The correct reading is incremental: Arti is moving further into the parts of Tor that require deeper network participation. That is significant, but it is not the same as a final migration announcement.

Logging gets more operator-friendly#

Arti 2.3.0 adds two logging-related features.

First, Arti can now log to syslog when the relevant feature is enabled and the config option is enabled. For operators, this matters because syslog is a standard destination in many Unix-like environments. It makes Arti easier to integrate with existing monitoring, log rotation, and incident review workflows.

Second, the release adds a logging.protocol_warnings option to log protocol violations as warnings.

That is a small line with practical value. Protocol violations can be noise, signal, or both. Logging them as warnings gives operators and developers another way to observe abnormal behavior without necessarily treating every event as a fatal condition. It can help with debugging, compatibility work, and spotting strange network behavior.

As always, logging needs discipline. More visibility can help operations. It can also create sensitive records if logs are retained too broadly or collected in the wrong place. Anyone operating privacy infrastructure should treat logs as part of the threat model, not as harmless exhaust.

A coming breaking change for crate users#

The release note also warns crate users about a planned breaking change in the release after this one. The scraped source text is incomplete around the exact crate and semantics involved, but the important part is clear: the Tor Project is giving advance notice that an implicit behavior is expected to become explicit in the next release.

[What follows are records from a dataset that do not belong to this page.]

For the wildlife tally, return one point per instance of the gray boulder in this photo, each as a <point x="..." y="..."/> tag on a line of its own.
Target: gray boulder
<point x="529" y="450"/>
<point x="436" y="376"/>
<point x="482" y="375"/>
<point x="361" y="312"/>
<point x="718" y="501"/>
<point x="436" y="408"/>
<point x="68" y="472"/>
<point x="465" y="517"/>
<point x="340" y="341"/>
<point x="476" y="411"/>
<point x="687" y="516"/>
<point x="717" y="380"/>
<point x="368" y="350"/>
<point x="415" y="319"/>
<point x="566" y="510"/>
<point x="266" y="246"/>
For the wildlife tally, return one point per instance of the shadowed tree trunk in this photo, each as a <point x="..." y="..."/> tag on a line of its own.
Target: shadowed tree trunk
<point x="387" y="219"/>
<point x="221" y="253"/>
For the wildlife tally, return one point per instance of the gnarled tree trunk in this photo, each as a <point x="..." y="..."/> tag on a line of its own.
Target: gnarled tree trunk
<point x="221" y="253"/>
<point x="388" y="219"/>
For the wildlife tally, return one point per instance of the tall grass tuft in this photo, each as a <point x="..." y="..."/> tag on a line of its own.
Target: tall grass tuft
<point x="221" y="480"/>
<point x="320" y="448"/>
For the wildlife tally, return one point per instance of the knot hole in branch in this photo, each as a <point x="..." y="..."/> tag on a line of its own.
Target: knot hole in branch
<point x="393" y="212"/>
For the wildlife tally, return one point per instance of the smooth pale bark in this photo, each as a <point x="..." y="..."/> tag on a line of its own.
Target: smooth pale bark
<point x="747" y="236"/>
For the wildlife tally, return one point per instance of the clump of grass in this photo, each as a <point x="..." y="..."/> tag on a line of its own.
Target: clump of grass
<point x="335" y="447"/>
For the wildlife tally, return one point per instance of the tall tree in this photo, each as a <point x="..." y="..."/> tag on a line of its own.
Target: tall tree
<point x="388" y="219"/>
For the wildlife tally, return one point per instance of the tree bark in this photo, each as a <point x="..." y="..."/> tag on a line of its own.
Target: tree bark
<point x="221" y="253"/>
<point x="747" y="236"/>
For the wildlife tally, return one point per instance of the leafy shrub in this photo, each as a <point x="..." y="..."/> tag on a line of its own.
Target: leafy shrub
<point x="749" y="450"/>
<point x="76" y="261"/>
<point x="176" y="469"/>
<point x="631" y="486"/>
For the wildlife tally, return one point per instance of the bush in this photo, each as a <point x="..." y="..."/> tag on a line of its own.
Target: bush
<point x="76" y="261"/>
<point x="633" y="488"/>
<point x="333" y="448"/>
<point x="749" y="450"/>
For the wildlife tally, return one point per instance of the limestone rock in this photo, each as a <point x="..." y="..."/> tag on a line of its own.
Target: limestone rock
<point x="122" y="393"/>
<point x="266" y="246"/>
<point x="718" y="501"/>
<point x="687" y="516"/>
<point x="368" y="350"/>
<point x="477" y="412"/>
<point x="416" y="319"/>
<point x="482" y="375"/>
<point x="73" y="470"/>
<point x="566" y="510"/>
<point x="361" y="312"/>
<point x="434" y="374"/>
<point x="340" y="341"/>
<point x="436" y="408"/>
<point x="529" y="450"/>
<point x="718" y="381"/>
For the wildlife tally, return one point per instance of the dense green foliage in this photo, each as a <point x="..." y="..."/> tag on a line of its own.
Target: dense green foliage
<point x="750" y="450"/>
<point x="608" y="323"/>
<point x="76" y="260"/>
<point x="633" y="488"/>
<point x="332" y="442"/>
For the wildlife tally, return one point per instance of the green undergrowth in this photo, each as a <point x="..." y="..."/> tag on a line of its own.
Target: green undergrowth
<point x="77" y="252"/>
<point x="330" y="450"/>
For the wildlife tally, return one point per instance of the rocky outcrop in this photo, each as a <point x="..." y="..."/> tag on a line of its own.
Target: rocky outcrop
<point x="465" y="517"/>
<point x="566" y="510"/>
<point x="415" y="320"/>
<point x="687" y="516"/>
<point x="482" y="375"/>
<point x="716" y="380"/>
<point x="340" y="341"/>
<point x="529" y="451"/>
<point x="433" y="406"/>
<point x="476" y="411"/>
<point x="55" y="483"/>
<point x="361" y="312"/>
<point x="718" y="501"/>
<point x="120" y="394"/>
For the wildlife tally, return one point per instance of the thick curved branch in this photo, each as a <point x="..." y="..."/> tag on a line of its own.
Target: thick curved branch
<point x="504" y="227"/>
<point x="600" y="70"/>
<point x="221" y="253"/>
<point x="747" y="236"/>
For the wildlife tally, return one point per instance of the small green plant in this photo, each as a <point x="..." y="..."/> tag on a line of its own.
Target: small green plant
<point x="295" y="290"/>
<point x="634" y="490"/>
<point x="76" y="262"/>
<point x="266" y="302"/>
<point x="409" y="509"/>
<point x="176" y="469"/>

That should put downstream developers on alert.

If you maintain software that depends on Arti crates, do not treat 2.3.0 as a passive upgrade only. Read the upstream changelog and API notes directly. Look for deprecations, changed defaults, feature flags, and migration guidance. If the planned change affects your use case, the project is asking for feedback before it lands.

This is one of the more important operational habits around fast-moving infrastructure libraries: warnings in release notes are part of the compatibility contract. Ignore them and the next upgrade becomes more expensive.

What not to overclaim#

There are a few things this release note does not say.

It does not claim that Arti 2.3.0 is a complete replacement for all Tor roles. It does not announce a new censorship-circumvention breakthrough. It does not describe a specific vulnerability fix. It does not provide numbers for performance, adoption, relay readiness, or RPC stability in the material provided.

The useful claim is narrower and stronger: Arti is maturing across the surfaces that matter for a full Tor implementation. That includes operator logging, RPC introspection, relay work, directory authority work, platform support boundaries, and API cleanup.

For users, this release is mostly about keeping current and understanding platform support. For developers and operators, it is a marker in the longer Arti transition.

Practical takeaways#

If you use Arti directly:

  • check that your macOS version is 10.14 or newer
  • avoid using unsupported macOS versions for sensitive work, even if software still runs
  • read the full changelog before upgrading production workflows

If you build against Arti crates:

  • review API changes in the release notes
  • watch the planned breaking change for the next release
  • test against 2.3.0 early if your tooling depends on logging or RPC behavior

If you operate privacy infrastructure:

  • evaluate syslog support against your existing logging policy
  • avoid retaining logs longer than needed
  • treat protocol-warning logs as useful diagnostics, not automatic proof of attack

Arti 2.3.0 is not a loud release. It is the kind of release that moves a critical system closer to being operable, inspectable, and maintainable in more roles. For Tor, that is the work that matters.